Biden is also calling on landlords to seek rental assistance and "not evict tenants from their homes," Psaki added.

U.S. District Judge Dabney Friedrich, a Trump appointed-federal judge in Washington, D.C., rejected a request from a group of landlords to block the latest CDC freeze on evictions, which is set to extend into early October.

Friedrich ruled in May that an earlier version of the Biden administration's eviction moratorium was illegal. The question before the federal judge this time around was whether she should follow the ruling of the D.C. Circuit Court of Appeals or another from the Supreme Court on the issue. The Supreme Court upheld the CDC's previous moratorium at the end of June but indicated that an extension beyond the earlier July 31 deadline would be outside the agency's constitutional authority without action from Congress.

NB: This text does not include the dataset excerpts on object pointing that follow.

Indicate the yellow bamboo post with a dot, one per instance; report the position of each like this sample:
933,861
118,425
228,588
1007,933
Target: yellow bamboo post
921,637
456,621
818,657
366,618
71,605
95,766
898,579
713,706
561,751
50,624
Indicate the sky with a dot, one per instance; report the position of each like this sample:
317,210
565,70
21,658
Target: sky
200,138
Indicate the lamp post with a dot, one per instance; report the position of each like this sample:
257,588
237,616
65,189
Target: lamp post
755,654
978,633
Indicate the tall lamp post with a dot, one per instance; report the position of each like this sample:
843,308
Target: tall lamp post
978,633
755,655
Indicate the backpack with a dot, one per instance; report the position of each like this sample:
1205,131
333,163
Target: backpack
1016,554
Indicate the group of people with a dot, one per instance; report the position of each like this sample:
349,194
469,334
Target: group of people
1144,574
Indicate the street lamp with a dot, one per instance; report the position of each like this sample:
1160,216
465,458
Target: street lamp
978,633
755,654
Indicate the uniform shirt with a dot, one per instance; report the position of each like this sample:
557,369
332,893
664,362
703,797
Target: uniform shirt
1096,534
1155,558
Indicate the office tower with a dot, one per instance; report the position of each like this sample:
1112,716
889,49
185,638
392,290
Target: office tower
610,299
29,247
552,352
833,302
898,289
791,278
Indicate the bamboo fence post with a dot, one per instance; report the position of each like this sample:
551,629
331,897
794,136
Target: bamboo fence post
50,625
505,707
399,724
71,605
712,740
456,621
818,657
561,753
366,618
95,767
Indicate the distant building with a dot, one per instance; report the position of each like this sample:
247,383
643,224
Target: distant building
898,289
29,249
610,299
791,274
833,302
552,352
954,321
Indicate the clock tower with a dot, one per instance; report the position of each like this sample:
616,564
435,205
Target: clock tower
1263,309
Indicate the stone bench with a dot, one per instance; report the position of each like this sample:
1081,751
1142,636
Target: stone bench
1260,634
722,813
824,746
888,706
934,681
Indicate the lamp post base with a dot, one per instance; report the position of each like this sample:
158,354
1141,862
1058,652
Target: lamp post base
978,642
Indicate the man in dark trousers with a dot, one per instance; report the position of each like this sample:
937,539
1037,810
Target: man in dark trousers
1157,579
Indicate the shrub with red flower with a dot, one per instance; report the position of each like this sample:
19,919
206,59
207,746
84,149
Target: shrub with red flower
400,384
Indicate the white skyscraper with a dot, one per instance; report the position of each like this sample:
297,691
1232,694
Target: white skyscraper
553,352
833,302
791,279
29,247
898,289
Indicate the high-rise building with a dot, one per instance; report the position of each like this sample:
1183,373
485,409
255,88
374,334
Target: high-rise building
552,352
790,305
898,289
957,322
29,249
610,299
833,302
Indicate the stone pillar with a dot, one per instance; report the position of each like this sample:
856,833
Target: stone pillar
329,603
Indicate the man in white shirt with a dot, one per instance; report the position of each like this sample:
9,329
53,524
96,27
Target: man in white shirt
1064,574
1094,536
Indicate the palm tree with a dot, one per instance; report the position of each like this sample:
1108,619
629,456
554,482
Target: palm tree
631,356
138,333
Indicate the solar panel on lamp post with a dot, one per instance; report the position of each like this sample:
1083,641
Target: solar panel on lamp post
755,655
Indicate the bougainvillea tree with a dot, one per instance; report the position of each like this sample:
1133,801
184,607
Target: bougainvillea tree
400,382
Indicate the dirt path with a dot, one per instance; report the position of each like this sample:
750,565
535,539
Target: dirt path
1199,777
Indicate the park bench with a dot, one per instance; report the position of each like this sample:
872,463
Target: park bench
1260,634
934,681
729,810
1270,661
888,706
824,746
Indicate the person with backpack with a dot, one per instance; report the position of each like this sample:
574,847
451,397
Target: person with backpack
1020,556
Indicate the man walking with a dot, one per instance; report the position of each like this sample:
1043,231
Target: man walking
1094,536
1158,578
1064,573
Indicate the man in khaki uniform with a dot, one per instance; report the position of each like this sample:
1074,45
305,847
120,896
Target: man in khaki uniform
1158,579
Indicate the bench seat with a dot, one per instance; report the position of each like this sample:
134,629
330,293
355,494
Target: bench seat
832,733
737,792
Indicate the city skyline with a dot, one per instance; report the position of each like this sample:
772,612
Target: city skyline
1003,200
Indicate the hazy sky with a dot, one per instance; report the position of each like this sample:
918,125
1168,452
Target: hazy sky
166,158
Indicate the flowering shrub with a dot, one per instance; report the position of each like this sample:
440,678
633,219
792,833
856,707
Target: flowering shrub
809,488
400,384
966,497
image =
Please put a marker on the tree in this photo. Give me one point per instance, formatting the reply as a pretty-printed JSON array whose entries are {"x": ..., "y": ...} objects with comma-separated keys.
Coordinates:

Friedrich wrote in Friday's opinion that the appellate ruling had "tied" the court's hands. 

"It is true that the Supreme Court's recent decision in this case strongly suggests that the CDC is unlikely to succeed on the merits," Friedrich wrote. "But the (District) Court's hands are tied. The Supreme Court did not issue a controlling opinion in this case, and circuit precedent provides that the votes of dissenting Justices may not be combined with that of a concurring Justice to create binding law."

The new moratorium was issued earlier this month and applies to counties experiencing significant levels of spread of COVID-19, after the White House came under enormous pressure from many on the left to extend the moratorium after it lapsed on July 31.

President Biden has acknowledged the moratorium may not hold up in court. He told reporters earlier this month that he consulted a number of constitutional scholars on the question before his administration issued the new moratorium.